What is your strategy to double your assets under management?

We will increase our AUM via direct investments as well as management of third party properties. Previously, we focused our efforts on direct investment, which is capital intensive and time consuming. Now we also  emphasise on managing for third parties and leasing from other landowners, which will allow us to expand our AUM quicker.  Ascott Marunouchi Tokyo is a leased property from MEC and we are going to lease another serviced residence from Takashimaya in Osaka that is planned to start operation at the end of next year.

We are also interested in acquiring platforms to further increase our presence here. Ascott recently acquired companies in Australia, USA and Indonesia  which rapidly increased our size and we hope do the same in Japan.

 

How would you convince a potential client to use your services?

When someone first comes to Japan for business, they need to live. In Japan, finding an apartment can get complicated.  We offer our serviced apartments under different brands and configurations to meet your needs. From a Studio to a 3-bedroom apartment in Ascott`s portfolio, just give us your requirement and we will find you a place. Once you have settled down, you will need an office. While we do not have many offices yet we can be the bridge between our partners and yourself. Whatever you need, we can refer you to our partners and assist you to find you a place to work.

 

Last year, foreign investors represented around 20% of all real estate transactions. Why do you think that foreigners are so scared to invest in Japan?

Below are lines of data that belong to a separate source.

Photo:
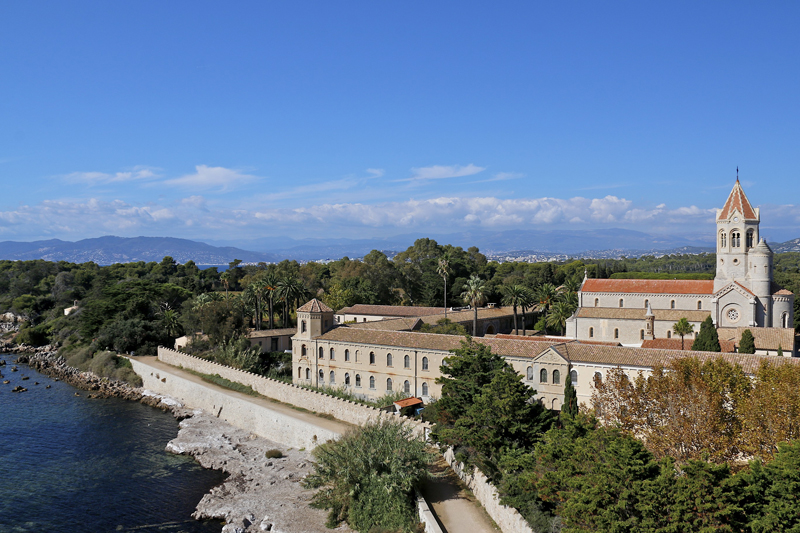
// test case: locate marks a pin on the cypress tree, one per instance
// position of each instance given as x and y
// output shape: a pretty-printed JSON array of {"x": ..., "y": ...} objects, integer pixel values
[
  {"x": 708, "y": 339},
  {"x": 747, "y": 344},
  {"x": 570, "y": 407}
]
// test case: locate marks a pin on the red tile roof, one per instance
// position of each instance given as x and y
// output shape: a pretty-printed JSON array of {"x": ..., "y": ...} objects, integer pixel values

While the percentage of foreign investment is relatively low in comparison to other cities, the final amount remains massive. Nevertheless, I believe that the first factor is the language barrier. Because of this linguistic limitation, foreign investors believe that Japan is a difficult region to place their capital. However, the rules of the game are clear and simple, and there are no heavy regulations for outsiders. You are literally treated like a local and all properties are freehold. This ease-to-invest coupled with the positive macro-economic outlook creates a market full of opportunities.

 

What ambitions do you have for CapitaLand Japan?

I hope that CapitaLand Japan will grow to be recognised as a developer with strong development capabilities, fund raising and fund management platform, on top of its successful operating platforms.